The current porcini glut poses a dilemma for the fortunate hunter: how to make the most of the sudden bounty. Luckily porcini are one of the few fresh foods to be positively improved by drying . . .
Desicating food is one of the most ancient forms of preservation. Water is essential for all life, so removing this prevents most decay (think of Egyptian mummies). It is also the perfect way to store many fungal bounties. This is a well-established food preservation technique in hot, dry, climates, but for obvious reasons it is less culturally-established in many of the cooler, damper, parts of the Northern Hemisphere.
In reality it is easy to do in virtually anywhere, providing one follows the basic rules of circulating as much dry air as possible around the mushrooms. It is possible to dry small specimens whole, but speed is of the essence(microscopic fungi in the form of moulds start to attack bigger specimens as soon as they are harvested), so larger mushrooms should be sliced thinly. The mushrooms should then be spread out across a wire rack or threaded on cotton, making sure the slices don’t touch. They should then be placed above a very gentle heat source – suspended above a stove or radiator, for example or placed in an airing cupboard.

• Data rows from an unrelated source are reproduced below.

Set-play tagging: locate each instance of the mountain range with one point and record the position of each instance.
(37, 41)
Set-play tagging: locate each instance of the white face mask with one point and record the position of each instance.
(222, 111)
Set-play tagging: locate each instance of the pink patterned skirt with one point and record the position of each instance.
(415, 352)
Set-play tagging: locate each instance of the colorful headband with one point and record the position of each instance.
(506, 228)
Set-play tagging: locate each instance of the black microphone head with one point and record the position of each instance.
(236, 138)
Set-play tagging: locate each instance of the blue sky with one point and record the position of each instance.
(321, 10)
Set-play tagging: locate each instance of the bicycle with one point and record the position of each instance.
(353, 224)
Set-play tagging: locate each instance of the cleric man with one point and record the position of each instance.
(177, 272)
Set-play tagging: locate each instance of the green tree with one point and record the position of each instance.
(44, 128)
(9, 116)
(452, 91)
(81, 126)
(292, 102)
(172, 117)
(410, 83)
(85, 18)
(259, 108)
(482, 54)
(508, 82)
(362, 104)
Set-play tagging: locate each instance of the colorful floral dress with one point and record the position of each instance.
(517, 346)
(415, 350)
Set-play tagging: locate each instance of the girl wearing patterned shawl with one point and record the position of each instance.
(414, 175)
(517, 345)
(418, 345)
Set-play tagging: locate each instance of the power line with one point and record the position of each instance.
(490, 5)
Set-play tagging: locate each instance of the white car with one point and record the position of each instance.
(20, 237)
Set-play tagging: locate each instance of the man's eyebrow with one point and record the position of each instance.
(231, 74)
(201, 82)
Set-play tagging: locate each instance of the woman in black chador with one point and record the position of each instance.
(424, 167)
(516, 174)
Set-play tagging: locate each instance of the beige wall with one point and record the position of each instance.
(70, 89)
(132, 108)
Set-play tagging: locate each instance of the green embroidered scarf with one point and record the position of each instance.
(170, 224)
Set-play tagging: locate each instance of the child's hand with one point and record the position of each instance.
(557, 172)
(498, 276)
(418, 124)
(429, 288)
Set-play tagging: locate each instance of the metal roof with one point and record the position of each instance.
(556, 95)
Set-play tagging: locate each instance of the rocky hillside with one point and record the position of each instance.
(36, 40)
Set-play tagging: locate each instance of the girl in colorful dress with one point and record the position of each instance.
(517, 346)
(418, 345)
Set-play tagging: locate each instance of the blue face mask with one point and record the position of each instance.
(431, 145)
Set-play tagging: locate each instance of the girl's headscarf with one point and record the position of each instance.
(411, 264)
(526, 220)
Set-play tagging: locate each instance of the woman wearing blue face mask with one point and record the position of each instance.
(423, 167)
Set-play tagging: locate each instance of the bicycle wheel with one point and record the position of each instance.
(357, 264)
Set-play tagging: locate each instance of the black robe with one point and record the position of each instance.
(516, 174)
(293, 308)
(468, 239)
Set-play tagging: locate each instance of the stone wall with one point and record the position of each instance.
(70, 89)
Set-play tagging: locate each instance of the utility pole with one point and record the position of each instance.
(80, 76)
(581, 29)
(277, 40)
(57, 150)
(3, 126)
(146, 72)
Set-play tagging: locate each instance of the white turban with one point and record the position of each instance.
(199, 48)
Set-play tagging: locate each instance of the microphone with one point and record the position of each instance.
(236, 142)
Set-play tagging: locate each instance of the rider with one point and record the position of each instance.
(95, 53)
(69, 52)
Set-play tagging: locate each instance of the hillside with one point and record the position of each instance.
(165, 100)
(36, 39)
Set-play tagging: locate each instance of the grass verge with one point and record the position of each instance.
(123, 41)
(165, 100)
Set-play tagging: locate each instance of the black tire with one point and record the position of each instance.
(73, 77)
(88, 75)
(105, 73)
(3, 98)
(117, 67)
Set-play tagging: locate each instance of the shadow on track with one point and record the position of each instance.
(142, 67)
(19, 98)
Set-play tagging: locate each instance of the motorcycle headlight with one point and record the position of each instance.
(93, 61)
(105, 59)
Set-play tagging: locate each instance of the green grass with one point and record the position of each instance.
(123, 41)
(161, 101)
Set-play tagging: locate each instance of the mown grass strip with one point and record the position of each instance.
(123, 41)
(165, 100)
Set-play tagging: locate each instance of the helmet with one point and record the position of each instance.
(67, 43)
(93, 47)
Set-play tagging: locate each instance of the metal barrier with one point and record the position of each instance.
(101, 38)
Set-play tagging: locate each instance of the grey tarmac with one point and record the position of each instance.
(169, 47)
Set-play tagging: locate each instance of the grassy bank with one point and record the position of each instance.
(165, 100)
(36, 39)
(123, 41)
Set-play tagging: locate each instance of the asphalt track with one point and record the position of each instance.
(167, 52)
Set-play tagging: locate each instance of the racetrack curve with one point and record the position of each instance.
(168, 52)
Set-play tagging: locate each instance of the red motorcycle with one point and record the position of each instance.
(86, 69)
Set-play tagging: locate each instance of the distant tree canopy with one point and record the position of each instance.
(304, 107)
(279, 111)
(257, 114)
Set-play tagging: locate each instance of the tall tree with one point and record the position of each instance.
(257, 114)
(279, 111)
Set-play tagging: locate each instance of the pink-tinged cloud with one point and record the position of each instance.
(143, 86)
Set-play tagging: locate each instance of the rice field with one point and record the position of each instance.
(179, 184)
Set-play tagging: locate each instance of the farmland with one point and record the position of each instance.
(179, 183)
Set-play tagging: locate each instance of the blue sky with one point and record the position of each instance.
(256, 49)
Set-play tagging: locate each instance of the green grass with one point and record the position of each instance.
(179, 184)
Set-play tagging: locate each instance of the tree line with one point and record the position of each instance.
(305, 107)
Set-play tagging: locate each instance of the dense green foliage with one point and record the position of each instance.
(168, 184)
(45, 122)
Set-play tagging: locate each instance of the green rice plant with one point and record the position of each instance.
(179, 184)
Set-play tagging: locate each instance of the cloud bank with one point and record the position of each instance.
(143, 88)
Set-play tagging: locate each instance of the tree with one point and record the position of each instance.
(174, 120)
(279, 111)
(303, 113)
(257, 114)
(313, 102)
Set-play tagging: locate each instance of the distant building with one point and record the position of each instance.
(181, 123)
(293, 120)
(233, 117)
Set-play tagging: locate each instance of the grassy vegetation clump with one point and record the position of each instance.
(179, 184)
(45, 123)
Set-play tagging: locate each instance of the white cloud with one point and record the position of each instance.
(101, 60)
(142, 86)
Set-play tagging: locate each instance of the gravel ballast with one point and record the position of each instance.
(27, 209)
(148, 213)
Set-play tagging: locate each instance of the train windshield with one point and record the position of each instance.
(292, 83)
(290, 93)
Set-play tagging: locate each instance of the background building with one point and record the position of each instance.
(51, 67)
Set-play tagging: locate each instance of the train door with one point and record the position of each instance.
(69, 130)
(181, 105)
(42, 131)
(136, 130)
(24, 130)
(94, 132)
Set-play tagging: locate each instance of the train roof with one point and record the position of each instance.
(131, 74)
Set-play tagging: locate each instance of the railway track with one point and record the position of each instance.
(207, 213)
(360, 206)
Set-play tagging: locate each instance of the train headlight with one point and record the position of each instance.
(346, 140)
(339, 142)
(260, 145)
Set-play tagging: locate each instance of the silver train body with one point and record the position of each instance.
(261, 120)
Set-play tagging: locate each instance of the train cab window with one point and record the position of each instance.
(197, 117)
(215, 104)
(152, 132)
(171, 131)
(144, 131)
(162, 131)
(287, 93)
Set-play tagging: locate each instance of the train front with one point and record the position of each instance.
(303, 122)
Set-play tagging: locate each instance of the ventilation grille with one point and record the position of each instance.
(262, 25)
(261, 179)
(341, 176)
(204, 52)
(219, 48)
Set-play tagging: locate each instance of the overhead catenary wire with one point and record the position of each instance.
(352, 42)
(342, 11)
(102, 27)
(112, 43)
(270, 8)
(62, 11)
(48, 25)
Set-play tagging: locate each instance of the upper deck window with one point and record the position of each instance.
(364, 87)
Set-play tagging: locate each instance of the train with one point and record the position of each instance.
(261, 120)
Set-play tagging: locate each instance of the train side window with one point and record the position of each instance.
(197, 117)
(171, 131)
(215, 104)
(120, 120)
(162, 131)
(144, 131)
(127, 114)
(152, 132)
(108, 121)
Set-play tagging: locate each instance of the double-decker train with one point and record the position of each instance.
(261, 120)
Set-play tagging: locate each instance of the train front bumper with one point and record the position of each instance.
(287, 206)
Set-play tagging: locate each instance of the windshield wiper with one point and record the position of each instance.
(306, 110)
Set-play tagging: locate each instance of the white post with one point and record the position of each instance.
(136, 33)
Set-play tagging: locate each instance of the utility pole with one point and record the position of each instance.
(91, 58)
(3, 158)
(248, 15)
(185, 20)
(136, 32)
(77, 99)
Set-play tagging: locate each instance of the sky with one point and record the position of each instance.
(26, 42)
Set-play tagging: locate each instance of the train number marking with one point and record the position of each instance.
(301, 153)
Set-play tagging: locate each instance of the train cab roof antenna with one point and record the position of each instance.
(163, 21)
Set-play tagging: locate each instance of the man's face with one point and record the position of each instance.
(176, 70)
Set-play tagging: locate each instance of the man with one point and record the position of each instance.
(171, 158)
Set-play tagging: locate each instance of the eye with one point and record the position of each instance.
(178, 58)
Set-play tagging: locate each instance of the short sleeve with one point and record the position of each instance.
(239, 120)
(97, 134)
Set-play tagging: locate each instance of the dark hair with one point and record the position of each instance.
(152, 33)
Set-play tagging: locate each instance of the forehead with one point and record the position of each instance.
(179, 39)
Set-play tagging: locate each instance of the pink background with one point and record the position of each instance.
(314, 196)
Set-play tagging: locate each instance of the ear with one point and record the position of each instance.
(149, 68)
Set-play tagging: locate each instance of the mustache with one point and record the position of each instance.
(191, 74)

There are plenty of dessicating machines on the market, but many of these tend to be geared towards drying more challenging produce such as meat, fruit and vegetables. As a result they can use too much heat, even at their lowest settings, and end up toasting the mushrooms. Similarly, although some books suggest drying in an oven on its lowest heat with the door open, this tends to be too fierce. Keen woodworkers can also try sun-drying, although this is tricky in most British autumns. One answer is to make a drying chamber by paining the inside of a wooden box black and fitting a glass front – but do make sure there is plenty of ventilation to ensure a good airflow around the fungi.